When products are recalled, it can be a detriment to earnings, but in the name of safety, most retailers understand that it's a necessary adjustment to protect customers.
One discount retailer, however, is under fire for putting recalled items back on shelves — and potentially putting infants and children at risk.
TJX, the parent company of T.J. Maxx, Marshalls and HomeGoods, has been ordered to pay out a $13 million fine by the U.S. Consumer Product Safety Commission (CPSC) for putting recalled items back on shelves in stores and online.
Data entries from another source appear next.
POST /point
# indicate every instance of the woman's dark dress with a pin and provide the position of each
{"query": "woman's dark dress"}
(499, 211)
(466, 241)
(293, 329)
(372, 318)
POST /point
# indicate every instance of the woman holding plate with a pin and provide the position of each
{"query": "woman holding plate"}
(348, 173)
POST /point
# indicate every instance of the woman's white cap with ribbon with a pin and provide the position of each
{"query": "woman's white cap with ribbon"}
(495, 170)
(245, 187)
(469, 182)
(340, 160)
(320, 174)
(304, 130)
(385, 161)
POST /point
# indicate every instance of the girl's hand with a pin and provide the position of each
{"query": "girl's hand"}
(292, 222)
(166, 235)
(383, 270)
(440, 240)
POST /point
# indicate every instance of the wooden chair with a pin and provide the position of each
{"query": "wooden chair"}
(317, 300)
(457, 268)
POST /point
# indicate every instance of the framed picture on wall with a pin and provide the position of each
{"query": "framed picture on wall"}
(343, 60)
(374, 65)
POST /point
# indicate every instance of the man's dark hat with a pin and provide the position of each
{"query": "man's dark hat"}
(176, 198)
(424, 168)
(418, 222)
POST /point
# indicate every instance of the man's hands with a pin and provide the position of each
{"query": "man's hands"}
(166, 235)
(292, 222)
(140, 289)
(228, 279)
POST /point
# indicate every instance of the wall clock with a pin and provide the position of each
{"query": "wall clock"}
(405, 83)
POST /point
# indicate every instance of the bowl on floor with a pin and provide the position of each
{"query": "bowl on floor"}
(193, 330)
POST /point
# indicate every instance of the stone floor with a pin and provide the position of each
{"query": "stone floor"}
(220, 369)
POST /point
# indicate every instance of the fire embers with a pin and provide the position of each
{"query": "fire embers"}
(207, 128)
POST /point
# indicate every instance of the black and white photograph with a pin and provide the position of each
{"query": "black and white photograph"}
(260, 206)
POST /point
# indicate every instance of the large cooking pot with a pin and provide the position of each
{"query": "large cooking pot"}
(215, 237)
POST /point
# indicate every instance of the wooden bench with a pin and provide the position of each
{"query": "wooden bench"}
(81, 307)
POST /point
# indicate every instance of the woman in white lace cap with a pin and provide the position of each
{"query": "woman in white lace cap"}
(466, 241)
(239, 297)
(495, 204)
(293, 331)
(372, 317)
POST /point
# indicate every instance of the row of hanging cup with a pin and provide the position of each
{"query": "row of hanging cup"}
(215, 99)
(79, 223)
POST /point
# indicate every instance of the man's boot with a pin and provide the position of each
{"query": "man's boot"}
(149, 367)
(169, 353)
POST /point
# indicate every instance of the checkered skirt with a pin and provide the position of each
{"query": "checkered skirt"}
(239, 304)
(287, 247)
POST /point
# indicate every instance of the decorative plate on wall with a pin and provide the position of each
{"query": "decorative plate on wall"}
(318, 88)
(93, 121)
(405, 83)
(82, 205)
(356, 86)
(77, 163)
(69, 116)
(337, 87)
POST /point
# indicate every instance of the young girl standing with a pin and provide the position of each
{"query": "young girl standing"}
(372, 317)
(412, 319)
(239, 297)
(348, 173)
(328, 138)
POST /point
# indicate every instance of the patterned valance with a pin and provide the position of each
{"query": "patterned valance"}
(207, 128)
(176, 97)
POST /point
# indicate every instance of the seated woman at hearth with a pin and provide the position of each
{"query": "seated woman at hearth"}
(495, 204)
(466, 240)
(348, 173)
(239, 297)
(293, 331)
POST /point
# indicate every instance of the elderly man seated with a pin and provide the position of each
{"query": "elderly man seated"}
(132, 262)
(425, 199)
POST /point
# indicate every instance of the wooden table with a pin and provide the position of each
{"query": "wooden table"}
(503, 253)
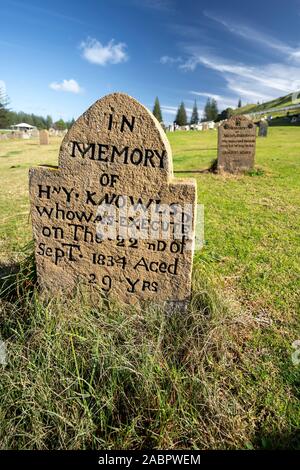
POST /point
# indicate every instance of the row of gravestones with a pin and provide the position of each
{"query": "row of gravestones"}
(111, 213)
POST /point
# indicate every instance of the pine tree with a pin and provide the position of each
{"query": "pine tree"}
(4, 111)
(181, 118)
(195, 115)
(156, 110)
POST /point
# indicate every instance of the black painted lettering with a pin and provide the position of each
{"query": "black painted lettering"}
(129, 124)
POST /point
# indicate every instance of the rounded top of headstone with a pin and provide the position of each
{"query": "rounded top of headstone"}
(118, 134)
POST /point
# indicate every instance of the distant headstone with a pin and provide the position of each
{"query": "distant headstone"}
(44, 137)
(263, 128)
(111, 214)
(236, 145)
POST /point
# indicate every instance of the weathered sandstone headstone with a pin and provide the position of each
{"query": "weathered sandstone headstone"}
(236, 144)
(111, 214)
(44, 137)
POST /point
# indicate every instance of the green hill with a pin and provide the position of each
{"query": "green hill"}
(281, 102)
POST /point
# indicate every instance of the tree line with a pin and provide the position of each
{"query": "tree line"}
(9, 117)
(211, 113)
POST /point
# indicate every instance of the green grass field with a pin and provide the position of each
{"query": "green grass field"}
(84, 375)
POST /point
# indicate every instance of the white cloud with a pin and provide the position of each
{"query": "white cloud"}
(253, 83)
(160, 5)
(96, 53)
(222, 101)
(165, 59)
(3, 86)
(173, 109)
(70, 86)
(250, 34)
(207, 95)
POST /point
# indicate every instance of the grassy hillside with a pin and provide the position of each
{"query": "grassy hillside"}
(281, 102)
(87, 373)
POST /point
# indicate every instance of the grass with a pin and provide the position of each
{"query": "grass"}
(85, 373)
(281, 102)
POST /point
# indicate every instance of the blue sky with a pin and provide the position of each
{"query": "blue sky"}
(58, 57)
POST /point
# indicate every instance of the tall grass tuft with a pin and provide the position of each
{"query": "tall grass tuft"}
(86, 373)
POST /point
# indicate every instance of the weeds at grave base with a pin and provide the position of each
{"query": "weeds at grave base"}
(87, 373)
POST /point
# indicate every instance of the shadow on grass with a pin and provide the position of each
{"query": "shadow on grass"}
(18, 278)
"Federal law prohibits the sale, offer for sale, or distribution in commerce of a consumer product that is subject to voluntary corrective action, such as a recall, that has been publicly announced and taken in consultation with CPSC," the agency said in a release.
As part of the settlement, TJX will also have to keep up with a compliance program with the CSPC to ensure that this does not happen again moving forward, including an internal program for the "appropriate identification, quarantine, and disposal" of recalled products.
There were about 1,200 units of items sold, with 19 different products being put back on shelves. The items were distributed over a five-year period from March 2014 to October 2019, the majority of which were recalled for risk of infant suffocation and death, namely several infant and toddler sleepers.
Other items included speakers, barstools, coffee presses and scooters, with other risks involved including "fire, burn, choking, fall, laceration, skin irritation, explosion or other injuries."
The news was first announced to the public in November 2019.
TJX is coming off of a strong Q1 FY23, posting net sales of $11.4 billion, an increase of 13% from the same quarter last year.
"We believe our value proposition is as appealing as ever for consumers in today's retail environment, and we are excited about our initiatives to drive customer traffic and sales," TJX President and CEO Ernie Herman said upon the earnings release. "We remain focused on our long-term vision to become an increasingly profitable, $60-billion-plus company."
TJX Companies was down around 9.5% in a one-year period as of Wednesday morning.